Our Advisory Services team also provides organizational culture assessments.

3) How do you measure training effectiveness?

To truly demonstrate the ROI of a training program—and advocate for the resources they need to make it even more effective—compliance professionals must carefully consider the metrics they use. This exercise should be done in conjunction with senior leaders, and align to organizational values, goals and risks.

While it is not feasible to adopt every possible metric for measuring effectiveness, organizations need to move toward incorporating more meaningful effectiveness measurements (beyond training completion rates) and then budget and plan for collecting and analyzing the data. Over time, we hope to see organizations using more powerful and meaningful metrics, such as:

  • Pre-training quizzes
  • Post-training quizzes
  • Satisfaction surveys
  • Changes in behaviors

4) Can you repeat what you said in regards to senior management training on Bribery and Corruption?
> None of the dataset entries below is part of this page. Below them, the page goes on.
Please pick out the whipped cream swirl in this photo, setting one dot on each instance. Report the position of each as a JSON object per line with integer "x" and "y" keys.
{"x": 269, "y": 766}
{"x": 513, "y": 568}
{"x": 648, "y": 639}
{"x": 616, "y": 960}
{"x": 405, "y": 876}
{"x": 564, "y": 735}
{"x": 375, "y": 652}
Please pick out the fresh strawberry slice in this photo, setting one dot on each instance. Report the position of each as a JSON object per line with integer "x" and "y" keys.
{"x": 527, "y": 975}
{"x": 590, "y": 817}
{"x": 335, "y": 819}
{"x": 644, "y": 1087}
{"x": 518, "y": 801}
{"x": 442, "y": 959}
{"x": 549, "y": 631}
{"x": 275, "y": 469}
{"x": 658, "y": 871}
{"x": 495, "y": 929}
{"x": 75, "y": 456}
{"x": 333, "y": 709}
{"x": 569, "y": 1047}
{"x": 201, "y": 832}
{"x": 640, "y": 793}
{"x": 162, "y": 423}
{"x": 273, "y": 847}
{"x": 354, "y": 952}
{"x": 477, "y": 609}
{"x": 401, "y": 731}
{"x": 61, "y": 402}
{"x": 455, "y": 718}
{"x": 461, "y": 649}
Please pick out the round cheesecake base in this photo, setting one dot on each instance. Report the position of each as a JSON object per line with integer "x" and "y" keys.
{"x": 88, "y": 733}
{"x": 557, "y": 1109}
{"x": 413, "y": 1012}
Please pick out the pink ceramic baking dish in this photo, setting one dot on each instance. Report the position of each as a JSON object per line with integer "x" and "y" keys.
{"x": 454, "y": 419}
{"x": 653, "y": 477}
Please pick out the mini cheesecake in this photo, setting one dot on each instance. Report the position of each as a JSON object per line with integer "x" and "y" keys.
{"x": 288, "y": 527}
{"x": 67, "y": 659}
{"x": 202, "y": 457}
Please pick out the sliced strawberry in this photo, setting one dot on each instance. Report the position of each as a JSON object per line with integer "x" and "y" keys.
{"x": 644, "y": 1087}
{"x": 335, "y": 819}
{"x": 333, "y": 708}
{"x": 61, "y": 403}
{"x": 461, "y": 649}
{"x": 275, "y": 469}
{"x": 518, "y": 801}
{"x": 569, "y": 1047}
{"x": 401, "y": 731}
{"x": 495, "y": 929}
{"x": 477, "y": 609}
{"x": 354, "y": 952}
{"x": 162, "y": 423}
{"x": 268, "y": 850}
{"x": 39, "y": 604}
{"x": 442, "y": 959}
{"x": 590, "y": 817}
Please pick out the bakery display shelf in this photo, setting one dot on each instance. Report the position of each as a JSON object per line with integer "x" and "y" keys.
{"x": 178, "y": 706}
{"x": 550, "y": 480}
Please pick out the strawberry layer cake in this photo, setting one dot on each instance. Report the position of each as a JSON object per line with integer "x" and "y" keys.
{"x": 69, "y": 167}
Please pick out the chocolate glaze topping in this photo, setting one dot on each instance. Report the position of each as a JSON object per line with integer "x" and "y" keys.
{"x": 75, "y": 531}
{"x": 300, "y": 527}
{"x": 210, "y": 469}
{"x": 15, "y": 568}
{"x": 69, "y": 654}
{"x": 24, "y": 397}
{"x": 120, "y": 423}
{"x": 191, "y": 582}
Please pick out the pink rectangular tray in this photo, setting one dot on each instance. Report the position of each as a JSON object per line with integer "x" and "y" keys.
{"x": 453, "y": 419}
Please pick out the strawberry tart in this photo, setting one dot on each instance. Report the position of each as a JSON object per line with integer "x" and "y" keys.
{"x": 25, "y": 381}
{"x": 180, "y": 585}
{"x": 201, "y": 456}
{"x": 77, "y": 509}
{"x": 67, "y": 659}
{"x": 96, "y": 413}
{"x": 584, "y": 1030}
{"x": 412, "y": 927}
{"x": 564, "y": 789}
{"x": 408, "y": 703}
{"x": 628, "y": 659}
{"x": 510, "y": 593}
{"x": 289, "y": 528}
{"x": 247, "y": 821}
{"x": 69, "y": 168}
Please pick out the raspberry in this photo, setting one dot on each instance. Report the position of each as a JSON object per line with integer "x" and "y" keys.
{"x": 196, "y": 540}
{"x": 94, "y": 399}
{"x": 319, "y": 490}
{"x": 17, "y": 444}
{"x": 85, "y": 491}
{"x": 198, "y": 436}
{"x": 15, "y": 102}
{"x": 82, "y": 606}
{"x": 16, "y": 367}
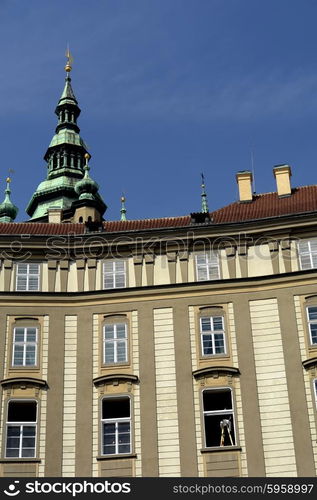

On the webinar, I had expressed surprise that only 41 percent of respondents to our 2015 Ethics & Compliance Training Benchmark Report are training on the topic of bribery and corruption. This is a very significant risk for any organization that does business globally, or interacts with foreign governments (even if business operations are exclusively domestic). All employees in these organizations—including senior leaders who are in a position to expose their organization to massive risk—should be trained on this topic.

5) What do you do when your organization has no foundational elements in place for an ethics and compliance training program? i.e. no ethics training budget, no internal audit function, no hotline, no training on policies, etc. Suggestions or ideas?

If you are working to build a program from the ground up—or reinvigorate a current program—the most important thing you can do is to get senior leadership to support the need for a training program and to allocate budget and time to building it. Convincing reluctant senior leaders can be very difficult; often you must present your leaders with the data and information that demonstrates the legal obligation to train, the benefits of training (litigation avoidance, improved settlement positions, etc.), and show the importance of training as part of an overall compliance program.

Our By the Numbers business case for training may help you gather some of the data points you need. In addition, many surveys (especially the National Business Ethics Survey by the Ethics Research Center) will show the strong connection between an ethical culture and strong business performance.